Earliest Nissan involvement: 1989
Role: Vice president, North American product planning
Key influence: Oversaw Nissan's entry into big American pickups
The project signaled to U.S. consumers, dealers and competitors that Nissan was safely past its 1990s-era financial troubles and would remain a fully committed player for the long term.
His challenge was formidable.
In 1999, Nissan was barely a decade into serious engineering and product development in the United States. Dominique, a mustachioed electrical engineer from Detroit who had worked at both General Motors and Chrysler Corp., had joined Nissan in 1989. That year, the Japanese automaker recruited a U.S. engineering staff in Michigan, principally to execute a joint-venture project to develop the Nissan Quest and Mercury Villager minivans with Ford Motor Co.
“Our entire employee phone list fit onto the top half of an 8-by-11-inch sheet of paper,” Dominique recalls. “But we grew very fast.”
Wishes
Through the 1990s, Nissan product planners and retailers had a wish list of products they thought the company needed. Chief among them: a full-sized pickup that could compete with the Ford F series and Chevrolet Silverado.
“But when you don't have a lot of financial resources,” Dominique says, “you stay focused on your core products. And for Nissan, that was cars and smaller trucks.”
Carlos Ghosn's plan to revitalize Nissan kicked open the door to new product segments in 1999. Dominique was tapped to manage the work on what would become the Titan pickup. His directives:
-- Give customers everything they expect from a big American pickup: horsepower, towing capacity, cargo space, durability and cabin space.
-- Include things that the Detroit 3 do not, such as a standard spray-in bed liner.
-- Bring the truck to market at the same price as the high-volume Detroit 3 competitors.

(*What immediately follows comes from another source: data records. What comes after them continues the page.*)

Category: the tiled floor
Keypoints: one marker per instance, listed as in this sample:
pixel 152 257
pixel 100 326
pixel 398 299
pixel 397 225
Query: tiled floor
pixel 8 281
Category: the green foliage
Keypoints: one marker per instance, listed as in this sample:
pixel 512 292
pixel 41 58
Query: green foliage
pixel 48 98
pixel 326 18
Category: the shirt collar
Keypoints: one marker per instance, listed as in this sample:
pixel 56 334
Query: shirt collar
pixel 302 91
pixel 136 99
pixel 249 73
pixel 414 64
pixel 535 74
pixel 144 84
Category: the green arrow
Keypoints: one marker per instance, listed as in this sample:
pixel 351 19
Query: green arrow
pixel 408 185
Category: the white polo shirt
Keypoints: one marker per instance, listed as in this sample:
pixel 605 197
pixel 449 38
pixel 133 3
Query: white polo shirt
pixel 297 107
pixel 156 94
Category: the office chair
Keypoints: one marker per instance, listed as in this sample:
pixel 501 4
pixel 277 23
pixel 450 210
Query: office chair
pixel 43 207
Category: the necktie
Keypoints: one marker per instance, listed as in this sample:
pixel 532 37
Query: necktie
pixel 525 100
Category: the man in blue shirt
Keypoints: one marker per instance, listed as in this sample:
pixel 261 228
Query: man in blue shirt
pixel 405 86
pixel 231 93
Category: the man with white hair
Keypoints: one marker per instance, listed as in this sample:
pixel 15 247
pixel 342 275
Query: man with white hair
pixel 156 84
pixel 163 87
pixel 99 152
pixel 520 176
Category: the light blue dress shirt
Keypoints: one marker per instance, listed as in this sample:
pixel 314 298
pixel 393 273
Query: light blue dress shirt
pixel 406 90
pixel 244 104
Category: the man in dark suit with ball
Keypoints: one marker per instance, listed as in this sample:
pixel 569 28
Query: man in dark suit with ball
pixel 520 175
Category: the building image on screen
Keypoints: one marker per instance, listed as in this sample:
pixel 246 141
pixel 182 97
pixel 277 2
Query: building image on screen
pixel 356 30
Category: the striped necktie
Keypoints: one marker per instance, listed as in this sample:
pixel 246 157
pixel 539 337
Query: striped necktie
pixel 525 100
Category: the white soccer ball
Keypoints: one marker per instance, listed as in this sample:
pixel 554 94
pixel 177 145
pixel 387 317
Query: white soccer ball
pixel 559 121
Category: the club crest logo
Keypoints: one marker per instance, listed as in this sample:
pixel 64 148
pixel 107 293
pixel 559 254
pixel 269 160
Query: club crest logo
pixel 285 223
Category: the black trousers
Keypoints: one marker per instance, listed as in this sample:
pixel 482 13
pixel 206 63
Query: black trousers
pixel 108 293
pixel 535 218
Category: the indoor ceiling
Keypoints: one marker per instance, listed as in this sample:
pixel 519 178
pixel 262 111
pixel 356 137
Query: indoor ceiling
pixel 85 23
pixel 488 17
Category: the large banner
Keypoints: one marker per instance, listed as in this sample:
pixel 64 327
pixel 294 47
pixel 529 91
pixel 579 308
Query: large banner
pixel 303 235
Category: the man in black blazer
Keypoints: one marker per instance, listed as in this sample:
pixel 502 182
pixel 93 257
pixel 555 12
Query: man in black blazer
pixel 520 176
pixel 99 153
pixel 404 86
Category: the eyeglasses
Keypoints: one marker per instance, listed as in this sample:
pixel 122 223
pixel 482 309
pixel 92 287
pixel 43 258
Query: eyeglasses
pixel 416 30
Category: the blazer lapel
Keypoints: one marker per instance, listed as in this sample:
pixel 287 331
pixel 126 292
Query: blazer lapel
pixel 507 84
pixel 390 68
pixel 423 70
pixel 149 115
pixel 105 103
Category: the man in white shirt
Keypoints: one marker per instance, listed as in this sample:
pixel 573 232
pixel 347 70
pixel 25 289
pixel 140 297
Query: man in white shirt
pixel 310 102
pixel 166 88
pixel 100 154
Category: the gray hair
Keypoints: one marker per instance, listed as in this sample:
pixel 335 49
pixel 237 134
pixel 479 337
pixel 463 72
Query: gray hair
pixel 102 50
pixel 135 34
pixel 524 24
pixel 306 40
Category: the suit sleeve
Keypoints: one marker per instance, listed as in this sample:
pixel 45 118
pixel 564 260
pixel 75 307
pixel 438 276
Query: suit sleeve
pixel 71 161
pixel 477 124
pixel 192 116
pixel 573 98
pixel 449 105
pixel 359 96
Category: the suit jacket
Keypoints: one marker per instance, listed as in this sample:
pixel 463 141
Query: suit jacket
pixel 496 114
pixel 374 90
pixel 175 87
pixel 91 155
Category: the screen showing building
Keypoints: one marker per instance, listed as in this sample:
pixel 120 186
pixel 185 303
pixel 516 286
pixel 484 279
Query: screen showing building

-- Rely on Nissan engineers and component suppliers who have never executed a big pickup.
But why?
It took some cultural adjustment inside Nissan, Dominique admits. In one early face-to-face discussion with powertrain engineers in Japan, where the Titan's U.S.-built engine was to be developed, a Japanese manager asked for clarification. “Larry-san,” Dominique recalls being asked, “why does this vehicle need to have a V-8 engine? Is it to be a military vehicle?”
Dominique realized that his Japanese colleagues needed to come to America to understand the pickup market here. They spent weeks traveling through Texas and suburban America observing and talking to consumers, visiting shopping malls and driving through parking lots.
One day as the group was visiting a Lowe's store, a massive Ford F-350 pickup pulled into a parking spot next to them. As the engineers watched, the doors opened and down from the truck stepped a petite woman and two young children.
The vision seemed to cement all that Nissan's U.S. product planners were claiming.
Today, with the Titan in its second generation, such cross-cultural understanding will help Dominique in a new area. His product planning duties will have him increasingly involved in tailoring vehicles for consumers in Brazil, Argentina and Mexico.
“Those are very different markets and very different consumers,” says the former engineer. “The broader product experience we have today is really going to help us.